With so many towns to visit and only one day left, I was a bit worried about my choices for this final day. As it turns out, both Pienza and Montepulciano were great towns to tour, and we loved both of them.
We stopped first in Pienza, which is a UNESCO World Heritage Site, but before I tell you about the town, I just have to say that the drive over to it was beautiful. The drive takes you through the Val d’Orcia, which is a geographic region that is actually a UNESCO World Heritage Site in and of itself. If you picture in your mind the postcard view of Tuscany, that is the Val d’Orcia. Gently rolling hills dotted with the occasional clump of cypress trees are what defines this area.
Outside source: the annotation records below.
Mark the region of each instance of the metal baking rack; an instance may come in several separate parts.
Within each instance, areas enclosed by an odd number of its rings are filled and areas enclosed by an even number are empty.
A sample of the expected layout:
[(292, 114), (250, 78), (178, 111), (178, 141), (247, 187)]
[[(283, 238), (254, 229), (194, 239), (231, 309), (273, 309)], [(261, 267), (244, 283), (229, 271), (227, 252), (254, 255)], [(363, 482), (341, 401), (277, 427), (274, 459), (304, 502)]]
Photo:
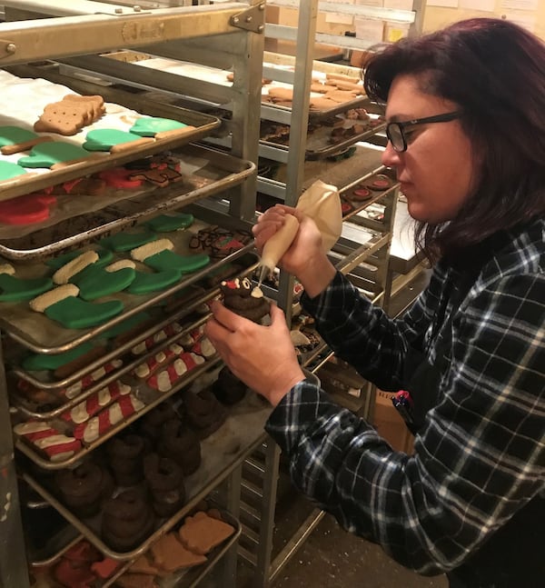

As for Pienza, this was a really beautiful little town with an interesting history (aren’t they all?). Formerly known as the village of Corsignano, the town got a makeover when a former resident by the name of Aeneas Silvius Piccolomini became Pope Pius II. The pope had the entire village rebuilt (somewhere around 1459) as an ideal Renaissance town, with the intention of using it as a retreat from Rome, and the Vatican. When we were there it was a gorgeous little village to walk through (no cars allowed), with sweeping views of the Val d’Orcia from the walls of the town.
We had an enjoyable lunch at an outdoor trattoria called Latte di Luna, and then headed to the car park. Our next stop was Montepulciano, eight miles to the east.
Montepulciano is a much bigger town than Pienza, and like the other hilltop towns of Tuscany, you can see it long before you arrive. The town sits high upon a limestone ridge almost 2,000 feet above sea level.
No cars are allowed here either, so we parked the car on the edge of the town and set out. The weather turned slightly uncooperative at this point, and we were treated to another afternoon rain. We found a coffee shop where we could wait it out, and went in and had a seat at the bar. It was kind of interesting, this was the only place so far on our trip where I felt really remote and far from any English-speaking people, and I wished that I’d taken a bit more time to study Italian.
We wanted to make sure that we got back to Siena before dark, given the driving experience (debacle) that we’d had a couple of days before, so we said goodbye to Montepulciano and steered the car back to Siena. We made it home with no trouble this time, and with perfect timing. As we settled in to comfortable chairs on the garden patio of our hotel, which overlooked the valley, we were treated to a spectacular sunset.